Animaba a Glanville un alma incapaz de complacerse por mucho tiempo en oír ridiculizar a un sujeto conocido y, por lo tanto, hizo cuanto pudo para desvanecer la conversación. Arabela, por su parte, desaprobó también las bufonadas del tontuelo pisaverde y no desaprovechó la oportunidad de declamar contra tan maligna disposición de ánimo121.

—Un zumbón –dijo ella– o se hace temible u odioso, y aun puede añadirse que lo uno es consecuencia de lo otro122; cualquiera que contraiga esa costumbre se expone a violar las leyes de la humanidad y de la amistad. ¿No os parece –dijo volviéndose al petimetre burlón– que es cosa dura burlarse del amigo? Débese elegir este con gran cuidado, pero, una vez hecha elección, ha de tratársele con todo el posible miramiento.

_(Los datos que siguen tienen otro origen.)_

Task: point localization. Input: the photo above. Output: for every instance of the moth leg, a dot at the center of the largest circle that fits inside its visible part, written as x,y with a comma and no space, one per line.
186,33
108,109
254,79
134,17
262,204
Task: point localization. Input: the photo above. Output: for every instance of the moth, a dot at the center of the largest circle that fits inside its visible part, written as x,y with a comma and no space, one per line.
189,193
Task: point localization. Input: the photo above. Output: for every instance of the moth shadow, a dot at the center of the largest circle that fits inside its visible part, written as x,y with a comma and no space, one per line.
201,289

—Pero a lo menos, prima mía –dijo Carlota–, permitirás que se zumbe al enemigo cuando se puede.

—Ni al amigo ni al contrario; la zumba, en mi opinión, es una necia venganza: no se debe gastar con los de cortos conocimientos, porque su ignorancia puede proceder de algún defecto de organización, ni tampoco ridiculizar a los que compensan sus defectos con muchas buenas cualidades, porque está visto que ninguno hay perfecto.

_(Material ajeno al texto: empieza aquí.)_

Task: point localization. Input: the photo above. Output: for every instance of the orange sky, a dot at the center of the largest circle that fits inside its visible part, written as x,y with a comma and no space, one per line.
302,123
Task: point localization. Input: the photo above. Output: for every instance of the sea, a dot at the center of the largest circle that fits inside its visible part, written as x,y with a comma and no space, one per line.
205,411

—Esto es, señora, que no se ha de zumbar a nadie.

—Juzgo, caballero, que hay poquísimos objetos que convengan a la zumba y todavía menos personas que sepan zumbar: es una suerte de talento debido solo a la naturaleza y que no alcanza a dar el arte; no hay cosa más común que el venir a caer las zumbas sobre los mismos que las dan: se puede adquirir la ciencia, formar el juicio y multiplicar las ideas para conseguir esto que se llama talento; mas para la zumba no basta una expresión viva y oportuna, porque es necesario, además, el modo, el ademán, el sonido de la voz y otras muchas cosas que la sazonan, sin lo que nada vale. Suélese confundir la sátira con la zumba, pero no son una misma cosa: aquella muerde sin consideración y pinta con el pincel de la maldad y esta es delicada, jovial, astuta y ha de herir como la rosa, cuyo agradable olor pone en olvido la punzada que se sintió al cogerla.

—Por cierto, sobrina mía –dijo el barón, hechizado de oír a Arabela–, que raciocinas como un doctor.

—Nadie imaginaría –añadió Glanville– que pudiese mi prima hablar tan bien de una cosa que jamás ha usado y se puede creer, por lo que acaba de decir, que nadie zumbaría con más finura, si se pusiese a ello. p. 183

Silven, aunque algo encrespado por la humillación que acababa de padecer, convino en que no podían darse mejores preceptos sobre la zumba, pero el petrimetre, ofendido de la tal lección, conservó rencor y aumentó sus obsequios a Carlota.

121 Pisaverde: «mozuelo presumido de galán, holgazán y sin empleo ni aplicación, que todo el día se anda paseando» (Aut).

122 La zumba que figura en el título de este capítulo es la chanza, «vaya o chasco ligero que en conversación festiva suelen darse unos a otros» (Aut), de manera que el zumbón es quien la practica o quien «frecuentemente se anda burlando o tiene el genio festivo y poco serio» (Aut).